SHU celebrates Irish culture in performance

On April 17, Irish culture was put on display when The Celtic Theater Company paid a visit to Seton Hall University for a night of Irish music and storytelling.

The event was sponsored by Seton Hall’s Department of Catholic Studies in collaboration with Pirates of Irish Persuasion & Extraction (PIPE) and was held in the theater-in-the-round. The performance showcased a number of native Irish songs, narrative poems and stories.

Photo via Flickr/Dave Dugdale

Dr. James McGlone, a professor in Catholic Studies, orchestrated the event. He said that he hoped people got a better understanding of Irish culture and how much they love poetry and music. McGlone also said he hoped the attendees saw how religious the Irish are.

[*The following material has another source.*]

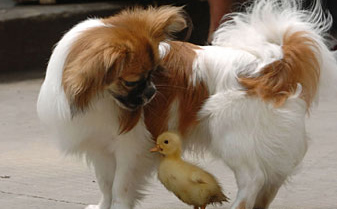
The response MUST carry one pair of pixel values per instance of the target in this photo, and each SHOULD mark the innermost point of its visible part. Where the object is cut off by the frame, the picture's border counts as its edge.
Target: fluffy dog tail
(291, 45)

“We are culturally Catholic and family is such an important aspect in our lifestyle,” McGlone said.
The event kicked off with an array of Irish folk songs mixed with personal narratives from the performers as they delved into stories of past travels across Ireland.

“There is always good content here,” said Lynn Jackson, a Seton Hall alumna.

Jackson, who majored in Fine Arts and graduated in 2011, heard about the event on Facebook. She frequently comes back to the University to attend as many events as she can.

Jackson and most of those who attended said that they found the music to be the most entertaining part of the show.

The performance, which consisted of each performer taking turns either singing or telling a well-known Irish poem, got the crowd involved as well. When a certain song was played, those in the crowd who knew the words wouldn’t hesitate to join the performers in singing along. The performers, including Mark Fallon, made their best effort to entertain the audience during and after the show.

Fallon, who received his Master’s from Seton Hall in 2002, said he wanted to make the best of his performance.

“I hope everyone had fun,” Fallon said.

For Fallon, the night was about more than entertainment. He said he felt that there is a connection between Irish folk stories and common traits of humanity.

“It’s not just Irish stories but human stories,” he said. “I hope everyone here can see the Universal themes in each story that are accessible to them, regardless of their background.”

Fallon has been doing these shows alongside The Celtic Theater Company since 1977. He said he hopes to continue to spread the message of what the Irish have to offer humanity.

“I hope they learn from shows and events like this,” he said.

Even though SHU is diverse and has different lifestyles across campus, there are still many students who hope for more cultural showcases. McGlone said all multicultural events are important for university life.

“I wish there were more cultural events like this,” McGlone said. “It’s too bad we don’t do enough.”